Dubbed the “Gigabit City Challenge,” Genachowski sees higher Internet speeds as a way to grow the economy through new business ventures. “American economic history teaches a clear lesson about infrastructure. If we build it, innovation will come,” Genachowski said, adding that such high-speed connections are important so that “innovators can develop next-generation applications and services that will drive economic growth and global competitiveness.”

Gigabit Internet connections are substantially faster than most connections offered today by services like Comcast’s Xfinity and Verizon’s FiOS. Xfinity’s top-tier plan tops out at 105 Mbps for $105 a month, while FiOS offers an “Ultimate” plan that boasts 300 Mbps download speeds for $210 a month. These options, while slower, cost much more than Google Fiber’s Gigabit plan, which rings up at $70 a month. The City of Seattle announced its plans in December to build out its own Gigabit Internet service in several communities, but information on pricing and availability is still unknown.

To aid communities in rolling out Gigabit Internet, Genachowski also announced that the FCC will build an online clearinghouse containing information on best practices for quickly building out Gigabit infrastructures at lower costs.
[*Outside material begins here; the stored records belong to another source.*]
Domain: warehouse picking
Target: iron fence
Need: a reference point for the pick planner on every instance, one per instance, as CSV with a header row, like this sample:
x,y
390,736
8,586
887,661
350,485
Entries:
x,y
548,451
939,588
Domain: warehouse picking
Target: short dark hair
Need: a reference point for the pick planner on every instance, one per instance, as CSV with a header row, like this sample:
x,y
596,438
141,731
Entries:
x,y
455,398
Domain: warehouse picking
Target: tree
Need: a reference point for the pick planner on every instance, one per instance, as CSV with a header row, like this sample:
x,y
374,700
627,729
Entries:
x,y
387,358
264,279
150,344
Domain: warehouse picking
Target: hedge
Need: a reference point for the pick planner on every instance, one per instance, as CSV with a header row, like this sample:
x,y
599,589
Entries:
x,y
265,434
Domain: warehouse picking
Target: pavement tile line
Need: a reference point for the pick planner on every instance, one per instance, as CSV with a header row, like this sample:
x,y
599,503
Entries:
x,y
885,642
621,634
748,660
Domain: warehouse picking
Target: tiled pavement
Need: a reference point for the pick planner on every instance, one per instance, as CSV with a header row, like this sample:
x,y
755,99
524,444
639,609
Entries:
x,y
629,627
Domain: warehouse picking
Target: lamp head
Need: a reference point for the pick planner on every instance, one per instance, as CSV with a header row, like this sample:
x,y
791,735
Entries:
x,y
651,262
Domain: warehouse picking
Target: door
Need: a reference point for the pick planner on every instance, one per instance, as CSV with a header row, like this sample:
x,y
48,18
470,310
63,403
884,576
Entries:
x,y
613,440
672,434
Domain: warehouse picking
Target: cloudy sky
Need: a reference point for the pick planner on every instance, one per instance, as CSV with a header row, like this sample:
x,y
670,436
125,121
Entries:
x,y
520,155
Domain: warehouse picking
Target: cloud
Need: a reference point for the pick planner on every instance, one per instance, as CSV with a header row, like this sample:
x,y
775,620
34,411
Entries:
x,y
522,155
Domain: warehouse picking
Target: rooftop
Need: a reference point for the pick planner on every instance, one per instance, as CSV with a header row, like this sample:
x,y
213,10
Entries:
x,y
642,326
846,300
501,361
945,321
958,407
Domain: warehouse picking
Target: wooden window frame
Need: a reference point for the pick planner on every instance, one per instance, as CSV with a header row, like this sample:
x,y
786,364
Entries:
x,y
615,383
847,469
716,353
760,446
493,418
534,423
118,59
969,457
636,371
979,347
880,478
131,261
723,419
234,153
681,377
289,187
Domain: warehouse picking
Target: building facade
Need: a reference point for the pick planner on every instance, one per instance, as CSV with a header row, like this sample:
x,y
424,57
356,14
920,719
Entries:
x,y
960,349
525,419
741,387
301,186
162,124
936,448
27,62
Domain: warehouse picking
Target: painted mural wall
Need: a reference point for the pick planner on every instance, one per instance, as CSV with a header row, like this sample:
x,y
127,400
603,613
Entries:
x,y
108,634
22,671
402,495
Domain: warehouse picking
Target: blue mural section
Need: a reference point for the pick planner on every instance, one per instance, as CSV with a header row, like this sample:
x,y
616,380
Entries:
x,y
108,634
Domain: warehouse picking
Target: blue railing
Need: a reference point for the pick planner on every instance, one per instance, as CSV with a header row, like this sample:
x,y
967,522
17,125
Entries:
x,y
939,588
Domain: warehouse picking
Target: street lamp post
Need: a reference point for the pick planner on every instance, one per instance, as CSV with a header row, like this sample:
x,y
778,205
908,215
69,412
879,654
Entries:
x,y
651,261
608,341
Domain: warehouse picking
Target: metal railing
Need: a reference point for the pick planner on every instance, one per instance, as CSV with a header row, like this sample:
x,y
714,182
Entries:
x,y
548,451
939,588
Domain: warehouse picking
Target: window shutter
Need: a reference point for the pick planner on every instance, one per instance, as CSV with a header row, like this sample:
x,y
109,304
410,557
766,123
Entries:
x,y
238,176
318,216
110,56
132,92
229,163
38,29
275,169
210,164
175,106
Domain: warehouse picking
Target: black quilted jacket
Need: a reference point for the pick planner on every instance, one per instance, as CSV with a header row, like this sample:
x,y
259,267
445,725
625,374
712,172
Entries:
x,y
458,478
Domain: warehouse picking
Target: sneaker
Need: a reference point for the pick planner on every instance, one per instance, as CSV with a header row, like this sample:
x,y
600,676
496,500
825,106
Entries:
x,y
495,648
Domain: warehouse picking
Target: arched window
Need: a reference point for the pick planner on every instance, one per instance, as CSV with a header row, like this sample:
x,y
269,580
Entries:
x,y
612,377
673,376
The FCC will also host workshops where leaders from local governments can meet with representatives from broadband Internet providers to get the ball rolling on Gigabit network installations.
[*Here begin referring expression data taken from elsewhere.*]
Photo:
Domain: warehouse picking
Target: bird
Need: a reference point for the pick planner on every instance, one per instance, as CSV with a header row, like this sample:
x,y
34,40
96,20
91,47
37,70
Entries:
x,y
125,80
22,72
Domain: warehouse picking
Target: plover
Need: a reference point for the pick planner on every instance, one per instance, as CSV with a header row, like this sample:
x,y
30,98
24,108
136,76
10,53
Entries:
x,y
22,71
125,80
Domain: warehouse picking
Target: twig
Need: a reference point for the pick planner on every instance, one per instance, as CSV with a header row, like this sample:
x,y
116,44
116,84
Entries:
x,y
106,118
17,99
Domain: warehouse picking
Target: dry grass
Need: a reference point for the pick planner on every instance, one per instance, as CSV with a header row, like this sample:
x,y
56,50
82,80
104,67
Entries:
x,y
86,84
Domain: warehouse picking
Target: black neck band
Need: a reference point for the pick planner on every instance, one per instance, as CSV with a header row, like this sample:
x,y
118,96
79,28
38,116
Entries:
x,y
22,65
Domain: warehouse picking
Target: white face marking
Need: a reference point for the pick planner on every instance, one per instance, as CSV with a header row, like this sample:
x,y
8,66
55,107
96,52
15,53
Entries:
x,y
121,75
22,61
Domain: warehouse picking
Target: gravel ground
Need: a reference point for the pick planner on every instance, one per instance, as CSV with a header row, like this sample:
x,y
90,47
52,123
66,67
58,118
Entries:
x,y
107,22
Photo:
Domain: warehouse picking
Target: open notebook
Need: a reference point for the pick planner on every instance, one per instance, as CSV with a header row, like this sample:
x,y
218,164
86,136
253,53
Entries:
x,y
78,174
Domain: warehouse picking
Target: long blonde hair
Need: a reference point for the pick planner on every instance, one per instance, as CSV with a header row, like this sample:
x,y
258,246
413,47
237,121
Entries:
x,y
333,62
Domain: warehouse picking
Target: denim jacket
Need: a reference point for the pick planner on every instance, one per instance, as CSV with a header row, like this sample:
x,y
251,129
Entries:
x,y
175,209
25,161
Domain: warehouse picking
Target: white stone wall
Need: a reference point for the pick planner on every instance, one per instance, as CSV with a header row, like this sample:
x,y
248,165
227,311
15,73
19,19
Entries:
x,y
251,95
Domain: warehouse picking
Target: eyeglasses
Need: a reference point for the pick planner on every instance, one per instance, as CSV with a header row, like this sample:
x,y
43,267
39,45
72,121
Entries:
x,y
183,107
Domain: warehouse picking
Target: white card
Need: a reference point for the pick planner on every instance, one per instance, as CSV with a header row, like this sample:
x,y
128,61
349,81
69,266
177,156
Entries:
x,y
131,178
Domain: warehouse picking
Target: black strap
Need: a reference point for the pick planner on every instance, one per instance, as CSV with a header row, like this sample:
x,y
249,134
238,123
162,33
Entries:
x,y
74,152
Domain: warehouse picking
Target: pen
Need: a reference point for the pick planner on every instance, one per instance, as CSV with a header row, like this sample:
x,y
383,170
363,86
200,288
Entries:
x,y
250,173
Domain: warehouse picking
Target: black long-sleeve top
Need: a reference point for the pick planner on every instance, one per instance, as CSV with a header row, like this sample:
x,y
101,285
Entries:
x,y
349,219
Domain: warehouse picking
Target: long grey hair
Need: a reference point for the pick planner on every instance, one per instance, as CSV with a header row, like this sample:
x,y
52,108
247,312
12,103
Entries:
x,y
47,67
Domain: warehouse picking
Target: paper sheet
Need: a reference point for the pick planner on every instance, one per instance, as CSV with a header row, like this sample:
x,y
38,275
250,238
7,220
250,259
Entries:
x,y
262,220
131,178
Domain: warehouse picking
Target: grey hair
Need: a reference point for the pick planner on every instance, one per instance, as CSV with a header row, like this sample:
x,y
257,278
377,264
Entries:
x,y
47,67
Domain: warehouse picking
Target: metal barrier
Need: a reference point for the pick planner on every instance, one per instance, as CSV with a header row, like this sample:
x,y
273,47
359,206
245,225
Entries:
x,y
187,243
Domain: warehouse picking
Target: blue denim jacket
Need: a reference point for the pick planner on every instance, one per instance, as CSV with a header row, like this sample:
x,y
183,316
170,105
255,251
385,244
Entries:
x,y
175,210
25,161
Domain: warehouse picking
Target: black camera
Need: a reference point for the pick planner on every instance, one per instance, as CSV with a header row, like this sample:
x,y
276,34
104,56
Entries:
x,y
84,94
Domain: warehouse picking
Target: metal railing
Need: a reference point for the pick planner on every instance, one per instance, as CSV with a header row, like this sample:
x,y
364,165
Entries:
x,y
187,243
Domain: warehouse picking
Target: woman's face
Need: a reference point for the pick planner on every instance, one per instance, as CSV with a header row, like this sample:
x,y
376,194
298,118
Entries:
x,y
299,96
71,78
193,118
Gigabit Internet will undoubtedly be vital to the U.S. as a means for startups and citizens to keep up with more technologically-advanced countries. The average Internet speed in South Korea, for example, is 15.7 Mbps — first in the world in that category. The United States comes in at #12, with average broadband speeds of 6.7 Mbps. Our own Jeff Weisbein found that his 75 Mbps FiOS plan put him higher than 99% of all other broadband users in the country. In the new Internet economy, the ability to download and upload more data at a faster rate plays a big role in terms of how much companies are able to innovate with Web-based services, and that role is only going to grow larger with time.

I look forward to seeing which communities accept Mr. Genachowski’s challenge and plan Gigabit roll-outs of their own. With the startup interest Kansas City has been generating thanks to the Google Fiber project, it might be a good way to help improve local economies and pull in some good PR, to boot.